Evolutionary brain changes may have caused bipolar disorder
Human evolution is a double-edged sword in some respects. The same evolutionary processes that allowed us to walk upright, are also the root of many common back, knee and foot problems.
Impacted molars can be traced back to our early ancestors smaller jaw and changes in diet through the millennia.
A new study found that evolutionary changes in the brain may be the driving factor behind an individual’s predisposition toward certain neuropsychiatric diseases such as bipolar disorder and schizophrenia.
Researchers from Stanford University identified long noncoding stretches of tandem repeats in our DNA that control how calcium is transported in the brain.
This observation led to the theory that evolutionary changes in gene expression in the brain that dictate brain size, neural activity, and cognitive function created neurological disease prevalence.
The results were published in the journal American Journal of Human Genetics.

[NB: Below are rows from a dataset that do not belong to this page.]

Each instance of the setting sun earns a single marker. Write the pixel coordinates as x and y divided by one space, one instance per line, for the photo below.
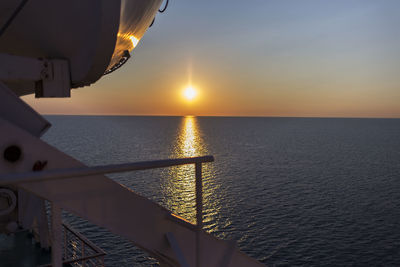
190 93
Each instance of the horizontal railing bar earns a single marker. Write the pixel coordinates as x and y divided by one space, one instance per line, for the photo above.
29 177
66 261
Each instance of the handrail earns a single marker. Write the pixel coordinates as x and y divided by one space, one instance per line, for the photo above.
38 176
99 251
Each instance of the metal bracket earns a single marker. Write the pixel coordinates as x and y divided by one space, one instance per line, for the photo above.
50 76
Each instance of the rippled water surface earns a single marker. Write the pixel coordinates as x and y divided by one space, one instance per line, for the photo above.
289 191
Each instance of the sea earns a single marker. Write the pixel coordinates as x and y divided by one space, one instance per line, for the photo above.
288 191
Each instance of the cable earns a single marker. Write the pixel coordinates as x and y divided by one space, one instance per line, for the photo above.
165 7
13 16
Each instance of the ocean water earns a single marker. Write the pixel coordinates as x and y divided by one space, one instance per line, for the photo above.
289 191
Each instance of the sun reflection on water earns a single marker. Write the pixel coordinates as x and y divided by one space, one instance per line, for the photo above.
179 188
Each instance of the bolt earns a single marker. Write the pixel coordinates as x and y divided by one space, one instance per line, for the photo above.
12 153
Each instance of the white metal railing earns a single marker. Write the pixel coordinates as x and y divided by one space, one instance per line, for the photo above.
32 177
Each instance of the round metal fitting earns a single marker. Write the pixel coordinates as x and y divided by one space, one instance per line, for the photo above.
12 153
8 201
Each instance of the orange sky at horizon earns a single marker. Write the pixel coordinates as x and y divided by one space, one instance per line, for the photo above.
314 59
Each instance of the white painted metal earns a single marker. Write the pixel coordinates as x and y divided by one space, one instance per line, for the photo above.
56 236
81 31
16 111
115 207
10 200
50 77
54 174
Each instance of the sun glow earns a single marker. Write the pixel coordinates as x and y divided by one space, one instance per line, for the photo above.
190 93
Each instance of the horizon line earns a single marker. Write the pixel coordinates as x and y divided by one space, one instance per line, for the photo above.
222 116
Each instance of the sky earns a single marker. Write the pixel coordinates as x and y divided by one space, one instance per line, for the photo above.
296 58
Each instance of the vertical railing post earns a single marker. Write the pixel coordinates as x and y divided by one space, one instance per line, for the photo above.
199 209
56 242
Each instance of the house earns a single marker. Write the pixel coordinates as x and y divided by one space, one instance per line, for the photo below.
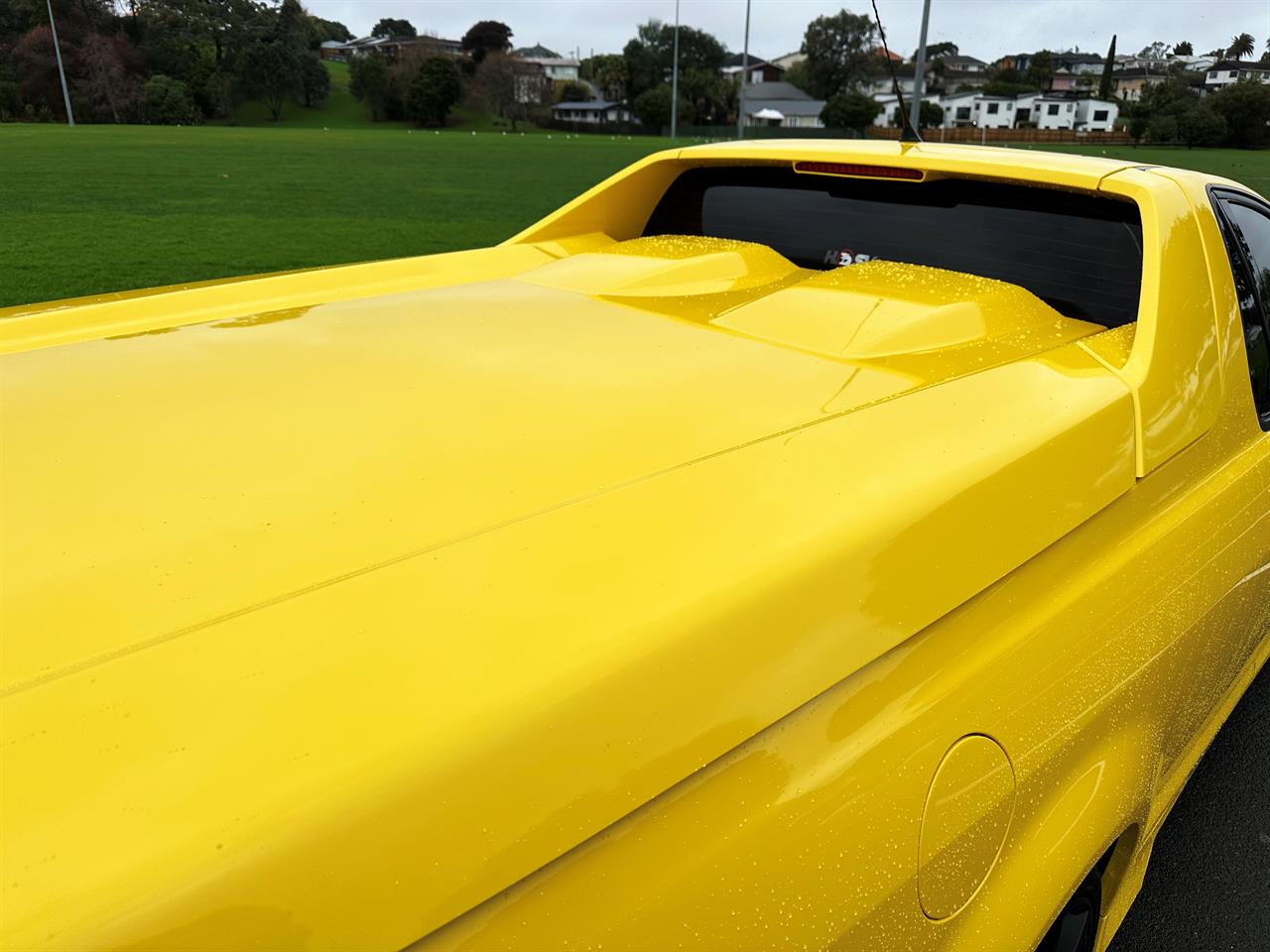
1196 62
1129 84
1096 114
781 104
905 76
961 63
758 70
557 68
393 48
1055 111
1228 71
956 80
536 53
994 112
957 108
890 114
1079 62
1062 80
595 112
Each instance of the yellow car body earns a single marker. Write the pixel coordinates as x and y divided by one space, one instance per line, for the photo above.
603 590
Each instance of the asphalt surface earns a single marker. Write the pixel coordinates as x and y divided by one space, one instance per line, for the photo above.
1207 884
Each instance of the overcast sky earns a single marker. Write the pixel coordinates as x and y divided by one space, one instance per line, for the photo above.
983 28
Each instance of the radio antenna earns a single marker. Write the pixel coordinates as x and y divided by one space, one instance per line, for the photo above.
908 134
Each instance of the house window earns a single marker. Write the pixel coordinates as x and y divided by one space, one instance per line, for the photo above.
1246 229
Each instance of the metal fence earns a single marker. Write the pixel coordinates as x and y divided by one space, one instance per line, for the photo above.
985 135
729 132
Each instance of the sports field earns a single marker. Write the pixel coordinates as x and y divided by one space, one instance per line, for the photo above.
111 207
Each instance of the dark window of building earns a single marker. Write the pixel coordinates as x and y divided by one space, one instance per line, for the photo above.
1246 229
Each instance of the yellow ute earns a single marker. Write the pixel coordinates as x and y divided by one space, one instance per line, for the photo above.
799 544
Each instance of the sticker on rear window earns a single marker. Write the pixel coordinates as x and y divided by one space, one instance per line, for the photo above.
842 257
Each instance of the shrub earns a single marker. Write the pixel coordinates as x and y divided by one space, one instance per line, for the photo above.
168 103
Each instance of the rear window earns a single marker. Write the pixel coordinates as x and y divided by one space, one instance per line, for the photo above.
1080 254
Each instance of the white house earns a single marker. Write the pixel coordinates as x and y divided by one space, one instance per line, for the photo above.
1228 71
883 84
1196 62
789 60
1096 114
957 108
994 112
781 104
889 114
1055 113
558 68
594 111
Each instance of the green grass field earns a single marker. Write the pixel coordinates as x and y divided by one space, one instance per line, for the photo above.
104 207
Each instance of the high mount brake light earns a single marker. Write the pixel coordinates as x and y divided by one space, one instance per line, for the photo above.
862 172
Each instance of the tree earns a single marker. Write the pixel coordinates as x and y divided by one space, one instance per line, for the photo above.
839 54
1241 46
434 91
270 71
648 58
1201 126
1107 67
1007 82
1246 108
938 51
168 103
653 108
930 116
574 91
104 79
486 37
1162 127
394 30
607 72
851 111
1040 70
508 86
797 76
36 67
177 30
329 30
211 85
368 82
1137 127
314 81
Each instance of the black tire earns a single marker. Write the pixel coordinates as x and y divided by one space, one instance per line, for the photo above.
1078 927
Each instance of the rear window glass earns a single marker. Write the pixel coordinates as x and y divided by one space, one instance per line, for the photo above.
1080 254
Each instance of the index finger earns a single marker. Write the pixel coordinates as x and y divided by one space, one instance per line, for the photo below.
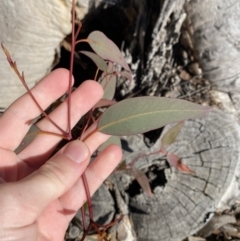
14 121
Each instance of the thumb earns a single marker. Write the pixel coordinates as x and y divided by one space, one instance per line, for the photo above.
55 177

“Changes in the structure and sequence of these nucleotide arrays likely contributed to changes in CACNA1C function during human evolution and may modulate neuropsychiatric disease risk in modern human populations,” said David Kingsley, the study’s senior author.
Tandem repeats are long repeated lengths of DNA that occur in or outside of a gene’s coding sequence.
When it comes to the variations in neurological function in people, researchers have turned to these repeats as an explanation, suggesting that the tandem repeats work as “tuning knobs” for gene expression.
For this study, the researchers propose that tandem repeats also impact CACNA1C function in the brain as well.
The researchers studied 181 human cell lines and postmortem brain tissue samples and discovered stretches of DNA much longer than expected. These DNA sections contained variant nucleotide base pairs in the CACNA1C gene.
In the cell lines, the researchers noticed that variations of the repeats had different influences on gene expression and the genetic markers of bipolar disease susceptibility.
Looking at these variants and repeats could help more accurately diagnose neurological diseases in patients.
The researchers also say that focusing on these repeats could help with treatment options as calcium channel drugs are an option for neurological diseases. But these drugs have a history of mixed success because it is not well known if too little calcium or too much is connected to genetic variations of the CACNA1C gene.
Kingsley and his team note that the variations in the CANA1C are the result of an evolutionary process, but whatever advantages the expanded repeats provides also opened up the risk of bipolar and schizophrenia.